382.—THE CROSS OF CARDS.
There are eighteen fundamental arrangements, as follows, where I only give the numbers in the horizontal bar, since the remainder must naturally fall into their places.

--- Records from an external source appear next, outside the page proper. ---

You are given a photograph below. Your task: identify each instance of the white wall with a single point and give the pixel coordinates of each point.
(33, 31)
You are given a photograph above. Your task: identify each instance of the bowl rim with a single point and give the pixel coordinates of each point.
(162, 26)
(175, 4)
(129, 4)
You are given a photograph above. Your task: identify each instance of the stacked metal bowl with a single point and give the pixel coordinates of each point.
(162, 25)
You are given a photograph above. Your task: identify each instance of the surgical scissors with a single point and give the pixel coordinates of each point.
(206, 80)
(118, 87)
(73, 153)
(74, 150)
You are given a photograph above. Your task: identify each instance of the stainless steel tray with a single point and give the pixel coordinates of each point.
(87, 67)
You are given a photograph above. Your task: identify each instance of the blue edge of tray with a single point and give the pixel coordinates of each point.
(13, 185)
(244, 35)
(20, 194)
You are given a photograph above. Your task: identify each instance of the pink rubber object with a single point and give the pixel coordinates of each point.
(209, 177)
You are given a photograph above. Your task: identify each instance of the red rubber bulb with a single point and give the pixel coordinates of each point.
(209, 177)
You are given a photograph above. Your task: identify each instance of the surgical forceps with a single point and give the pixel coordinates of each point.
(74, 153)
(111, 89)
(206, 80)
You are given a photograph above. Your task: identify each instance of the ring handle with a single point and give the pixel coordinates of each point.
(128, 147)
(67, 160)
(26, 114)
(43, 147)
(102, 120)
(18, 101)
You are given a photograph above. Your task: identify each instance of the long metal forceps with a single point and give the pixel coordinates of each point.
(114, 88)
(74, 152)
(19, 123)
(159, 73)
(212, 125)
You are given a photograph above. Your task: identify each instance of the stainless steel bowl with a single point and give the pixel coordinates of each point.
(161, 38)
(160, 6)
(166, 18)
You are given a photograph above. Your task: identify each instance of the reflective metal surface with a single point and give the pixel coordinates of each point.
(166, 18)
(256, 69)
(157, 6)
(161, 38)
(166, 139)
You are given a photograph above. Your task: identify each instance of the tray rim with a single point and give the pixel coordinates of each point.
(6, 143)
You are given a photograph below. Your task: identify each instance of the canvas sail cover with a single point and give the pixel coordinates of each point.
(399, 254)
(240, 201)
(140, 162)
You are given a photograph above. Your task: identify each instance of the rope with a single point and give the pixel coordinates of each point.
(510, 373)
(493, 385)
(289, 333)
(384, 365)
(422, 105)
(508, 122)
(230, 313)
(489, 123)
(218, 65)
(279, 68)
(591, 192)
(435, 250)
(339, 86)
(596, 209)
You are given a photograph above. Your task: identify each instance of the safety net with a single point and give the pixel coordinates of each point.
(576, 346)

| 5 | 6 | 1 | 7 | 4 | 2 | 4 | 5 | 6 | 8 |
| 3 | 5 | 1 | 6 | 8 | 3 | 4 | 5 | 6 | 7 |
| 3 | 4 | 1 | 7 | 8 | 1 | 4 | 7 | 6 | 8 |
| 2 | 5 | 1 | 7 | 8 | 2 | 3 | 7 | 6 | 8 |
| 2 | 5 | 3 | 6 | 8 | 2 | 4 | 7 | 5 | 8 |
| 1 | 5 | 3 | 7 | 8 | 3 | 4 | 9 | 5 | 6 |
| 2 | 4 | 3 | 7 | 8 | 2 | 4 | 9 | 5 | 7 |
| 1 | 4 | 5 | 7 | 8 | 1 | 4 | 9 | 6 | 7 |
| 2 | 3 | 5 | 7 | 8 | 2 | 3 | 9 | 6 | 7 |
It will be noticed that there must always be an odd number in the centre, that there are four ways each of adding up 23, 25, and 27, but only three ways each of summing to 24 and 26.